O Artigo 18 foi revogado hoje pelo presidente. Nele previa a suspensão do contrato de trabalho por até quatro meses, sem salário, para participação do empregado em curso de qualificação profissional não presencial, oferecido pela empresa ou por outra instituição. Essa suspensão poderia ser acordada individualmente com o empregado e não dependeria de acordo ou convenção coletiva, e poderia ou não a empresa dar um tipo de bolsa para a profissionalização, mas não de natureza salarial.

Tal artigo gerou diversas críticas da sociedade, juristas e principalmente dos parlamentares, estes últimos que votarão a conversão da MP em Lei ou não.

10. O DIFERIMENTO DO RECOLHIMENTO DO FUNDO DE GARANTIA DO TEMPO DE SERVIÇO – FGTS

Fica suspensa a exigibilidade do recolhimento do FGTS pelos empregadores, independentemente do número de empregados, regime de tributação, natureza jurídica, do ramo de atividade econômica e da adesão prévia, referente às competências de março, abril e maio de 2020, com vencimento em abril, maio e junho de 2020, respectivamente.

Ainda, tal suspensão, poderá ser recolhida de forma parcelada, sem a incidência de juros e multa, em 06 vezes, com vencimento no sétimo dia de cada mês, começando a partir de julho de 2020.

Para usufruir da prerrogativa o patrão deverá declarar as informações da suspensão até o dia 20 de junho de 2020, ficando suspenso também o prazo prescricional dos débitos relativos a tais contribuições suspensas.

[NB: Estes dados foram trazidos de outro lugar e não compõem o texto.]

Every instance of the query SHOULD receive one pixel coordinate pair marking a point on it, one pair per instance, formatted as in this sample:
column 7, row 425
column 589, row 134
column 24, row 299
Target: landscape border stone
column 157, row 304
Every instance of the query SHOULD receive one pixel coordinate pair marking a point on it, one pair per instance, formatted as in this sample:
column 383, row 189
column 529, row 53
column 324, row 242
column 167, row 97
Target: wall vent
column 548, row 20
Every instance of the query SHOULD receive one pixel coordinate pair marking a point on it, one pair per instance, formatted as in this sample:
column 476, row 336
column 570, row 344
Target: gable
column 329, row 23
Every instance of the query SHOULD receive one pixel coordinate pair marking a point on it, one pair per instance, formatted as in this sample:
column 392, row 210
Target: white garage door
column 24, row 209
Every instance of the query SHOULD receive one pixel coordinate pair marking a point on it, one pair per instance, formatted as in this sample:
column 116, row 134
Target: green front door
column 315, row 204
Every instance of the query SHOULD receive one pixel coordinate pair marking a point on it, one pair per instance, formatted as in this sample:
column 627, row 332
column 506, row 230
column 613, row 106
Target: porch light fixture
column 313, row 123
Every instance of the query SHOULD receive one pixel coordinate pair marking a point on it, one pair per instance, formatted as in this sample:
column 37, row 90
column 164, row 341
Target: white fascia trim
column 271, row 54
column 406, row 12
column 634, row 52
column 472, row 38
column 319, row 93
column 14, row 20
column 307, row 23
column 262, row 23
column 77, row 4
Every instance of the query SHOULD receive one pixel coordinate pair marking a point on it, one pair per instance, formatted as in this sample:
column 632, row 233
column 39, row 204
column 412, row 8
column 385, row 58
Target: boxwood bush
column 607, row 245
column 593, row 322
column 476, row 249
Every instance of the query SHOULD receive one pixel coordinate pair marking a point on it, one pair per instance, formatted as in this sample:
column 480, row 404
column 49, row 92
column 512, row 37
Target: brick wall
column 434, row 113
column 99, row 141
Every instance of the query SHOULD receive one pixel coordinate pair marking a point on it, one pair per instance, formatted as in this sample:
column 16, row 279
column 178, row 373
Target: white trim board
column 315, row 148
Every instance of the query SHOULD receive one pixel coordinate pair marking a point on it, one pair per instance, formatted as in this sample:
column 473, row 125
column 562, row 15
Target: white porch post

Caso o pagamento seja feito em parcelas, tal qual explicado, a empresa poderá ter a seu favor um certificado positivo com efeitos de negativo, sobre a regularidade dos pagamentos fundiários.

11. DISPOSIÇÕES FINAIS

  • jornada de doze horas de trabalho por trinta e seis horas de descanso, para atividades insalubres, mediante acordo escrito;
  • Prorrogação da jornada constitucional, por força maior;
  • Permissão de escalar entre a 13ª e 24ª hora trabalhada, sem prejuízo do intervalo a ser concedido, podendo tais serem compensadas em 18 meses, por meio de banco de horas ou por horas extras;
  • Suspensão de 180 dias para o ingresso de recursos administrativos em razão de infrações trabalhistas;
  • Os casos de contaminação pelo coronavírus (covid-19) não serão considerados como acidente de trabalho, modalidade doença ocupacional, exceto mediante comprovação do nexo causal do empregador;
  • Prorrogação de acordos e convenções coletivas pelo prazo de 90 dias, contados de 180 dias da data da publicação da MP;
  • Autuação dos fiscais do trabalho ficarão condicionadas a; falta de registro de empregado, a partir de denúncias; situações de grave e iminente risco; ocorrência de acidente de trabalho fatal apurado por meio de procedimento fiscal de análise de acidente; trabalho em condições análogas às de escravo ou trabalho infantil.
  • Antecipação do Abono Salarial, a ser pago: cinquenta por cento do valor do benefício devido no mês de abril; a segunda parcela será paga em maio.

12. CONCLUSÃO

Esta Medida Provisória, para ser convertida em Lei, precisa ser votada no Congresso, mas é um instrumento normativo que visa desburocratizar as regras trabalhistas, visando não o seu descumprimento, mas sim a proteção do emprego.

Alguma destas medidas, a princípio, poderão ser vistas como retrocesso ou um desrespeito às normas legais protetivas do trabalhador, todavia em situações de exceção, como a que estamos vivendo, deverá ser encarada excepcionalmente, eis que o risco desemprego em massa durante e após a contenção do COVID19 é tão real quanto a própria doença.

Medidas outras estão sendo tomadas pelos Governos, como concessão de linhas de empréstimo para capital de giro a preços subsidiados e isto é salutar no momento em que vivemos.

Claro que os abusos devem ser denunciados, tanto para a Superintendência do Trabalho, quanto para o Ministério Público Trabalhista e a própria Justiça Laboral. Entretanto, precisa-se, com o Estado de Calamidade, dar mais autonomia à patrão e empregado, visando, como dito, proteger o emprego e das milhares de famílias que dependem desta tênue relação.

Brasília 22 de março de 2020.

18 horas e 12 minutos. (Corrigido às 14 horas e 57 minutos)

Marcos Martins Costa – Advogado.


[1] O Plano Marshall (conhecido oficialmente como Programa de Recuperação Europeia), um aprofundamento da Doutrina Truman, foi o principal plano dos Estados Unidos para a reconstrução dos países aliados da Europa nos anos seguintes à Segunda Guerra Mundial.